How do networked sexual devices reorganize the boundaries between body, computation, and community—and what does critical making reveal about those reorganizations that discourse alone cannot?

This reorientation is more specific in several ways, it makes they claim explicit, gestures towards objects of study, and establishes the research methodology as germane. By building on this research question I’ve started to tackle what I perceive to be a substantial gap in the triangulation of teldildonics, media studies, and sexuality studies: the neglect of objects, eroticism, and network. Primarily this research paper is building on teledildonic scholarship that examines digital sexual connectivity as a becoming while also trying to account for the various interlocutors that make contemporary digital sex possible and count just as much as the people in the room.

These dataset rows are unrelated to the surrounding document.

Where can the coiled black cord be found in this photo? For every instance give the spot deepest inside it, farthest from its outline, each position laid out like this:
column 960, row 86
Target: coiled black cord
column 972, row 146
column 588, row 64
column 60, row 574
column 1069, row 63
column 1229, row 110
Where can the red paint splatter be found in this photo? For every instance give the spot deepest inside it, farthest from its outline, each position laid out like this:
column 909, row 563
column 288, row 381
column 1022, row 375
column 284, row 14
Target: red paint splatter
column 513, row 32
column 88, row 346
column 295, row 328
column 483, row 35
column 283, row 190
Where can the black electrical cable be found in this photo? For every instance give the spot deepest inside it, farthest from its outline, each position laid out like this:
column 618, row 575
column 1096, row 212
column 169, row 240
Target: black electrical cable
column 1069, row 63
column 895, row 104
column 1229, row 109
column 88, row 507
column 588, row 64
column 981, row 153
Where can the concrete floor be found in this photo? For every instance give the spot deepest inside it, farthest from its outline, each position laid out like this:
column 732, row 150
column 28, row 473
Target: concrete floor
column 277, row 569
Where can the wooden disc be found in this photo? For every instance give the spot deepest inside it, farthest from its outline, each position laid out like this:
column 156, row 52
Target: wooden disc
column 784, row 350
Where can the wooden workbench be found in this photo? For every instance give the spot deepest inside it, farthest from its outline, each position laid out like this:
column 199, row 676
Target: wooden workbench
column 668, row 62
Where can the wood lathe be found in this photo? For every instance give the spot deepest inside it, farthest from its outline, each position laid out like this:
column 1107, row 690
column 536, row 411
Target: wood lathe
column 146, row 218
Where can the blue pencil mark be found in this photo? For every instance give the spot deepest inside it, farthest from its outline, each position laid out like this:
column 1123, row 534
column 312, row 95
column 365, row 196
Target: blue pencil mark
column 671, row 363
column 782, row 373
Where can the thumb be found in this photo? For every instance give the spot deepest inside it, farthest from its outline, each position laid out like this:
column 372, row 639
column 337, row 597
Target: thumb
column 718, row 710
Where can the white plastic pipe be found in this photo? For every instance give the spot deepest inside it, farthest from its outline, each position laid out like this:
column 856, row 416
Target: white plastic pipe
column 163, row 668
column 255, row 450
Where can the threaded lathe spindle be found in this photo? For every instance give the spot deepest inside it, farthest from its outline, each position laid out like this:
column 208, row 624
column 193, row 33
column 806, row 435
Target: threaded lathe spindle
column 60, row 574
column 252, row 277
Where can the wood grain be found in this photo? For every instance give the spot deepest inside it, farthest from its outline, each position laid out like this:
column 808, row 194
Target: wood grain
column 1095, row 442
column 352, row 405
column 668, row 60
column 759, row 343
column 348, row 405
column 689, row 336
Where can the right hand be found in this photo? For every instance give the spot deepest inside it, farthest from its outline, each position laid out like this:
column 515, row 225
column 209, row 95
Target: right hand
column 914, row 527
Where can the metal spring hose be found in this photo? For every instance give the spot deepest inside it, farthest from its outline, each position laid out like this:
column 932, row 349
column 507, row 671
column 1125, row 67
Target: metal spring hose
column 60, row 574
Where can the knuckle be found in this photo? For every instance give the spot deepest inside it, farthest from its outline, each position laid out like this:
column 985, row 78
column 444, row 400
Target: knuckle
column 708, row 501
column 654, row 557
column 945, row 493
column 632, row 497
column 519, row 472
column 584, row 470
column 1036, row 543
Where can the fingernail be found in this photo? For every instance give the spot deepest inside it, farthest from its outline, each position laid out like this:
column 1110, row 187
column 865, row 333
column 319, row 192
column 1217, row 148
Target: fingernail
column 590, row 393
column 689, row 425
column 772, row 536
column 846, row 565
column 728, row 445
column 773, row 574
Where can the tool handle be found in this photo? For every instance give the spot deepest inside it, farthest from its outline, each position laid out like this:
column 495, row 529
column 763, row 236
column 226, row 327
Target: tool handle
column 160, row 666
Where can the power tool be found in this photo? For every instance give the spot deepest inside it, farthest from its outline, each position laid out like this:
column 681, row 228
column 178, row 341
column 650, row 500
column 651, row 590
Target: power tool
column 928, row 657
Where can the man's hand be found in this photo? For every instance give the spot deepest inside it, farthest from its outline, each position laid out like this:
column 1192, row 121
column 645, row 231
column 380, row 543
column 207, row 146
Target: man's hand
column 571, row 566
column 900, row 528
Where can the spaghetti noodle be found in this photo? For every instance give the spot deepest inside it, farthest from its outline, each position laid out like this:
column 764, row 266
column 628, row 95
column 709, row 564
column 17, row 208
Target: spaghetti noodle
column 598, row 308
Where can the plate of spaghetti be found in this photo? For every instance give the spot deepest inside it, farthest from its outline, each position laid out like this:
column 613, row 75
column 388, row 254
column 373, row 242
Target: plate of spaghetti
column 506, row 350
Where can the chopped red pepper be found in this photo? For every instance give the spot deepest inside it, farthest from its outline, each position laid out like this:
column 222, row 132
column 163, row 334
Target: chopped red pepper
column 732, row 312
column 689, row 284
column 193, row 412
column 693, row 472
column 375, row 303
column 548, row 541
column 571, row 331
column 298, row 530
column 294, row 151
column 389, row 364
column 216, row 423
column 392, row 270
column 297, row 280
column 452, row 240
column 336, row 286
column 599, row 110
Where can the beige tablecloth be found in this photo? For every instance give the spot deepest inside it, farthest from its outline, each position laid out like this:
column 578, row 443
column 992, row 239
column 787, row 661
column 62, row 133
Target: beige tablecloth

I’ve also started rearticulating critical making projects in order to better explain their processes and purposes, and made all three projects into things that are clearly critical making, rather than stretching the definitions of the field with each chapter.

The chasitity critical making projects gamifies chastity, allowing the presentation and sharing of information to visually communicate the digital quantifications that are elaborated by the systems of power and bodily composition occurring in the practice. The pup hood uses sensory technology like gps, light level, etc to activate internal signals visible only to the wearer, denoting the variety of social positions a pup occupies in vanilla space, club space, digital space, etc. the Pishock critical making project is an app that uses data streams and coding logics to subvert user input and experience. In essence through this app the computer becomes the Dom by leveraging a corpus of data inaccessible to the human submissive or to any other human facilitator, to emphasize the role of computation in digital sexual practices.

Over the coming weeks I will be presenting on both pups and pishock at the CRDM Symposium as well as the SCMS conference in Chicago. They are great opportunities to continue developing my ideas and get a clearer sense of where these projects need to be to satisfy dissertation requirements.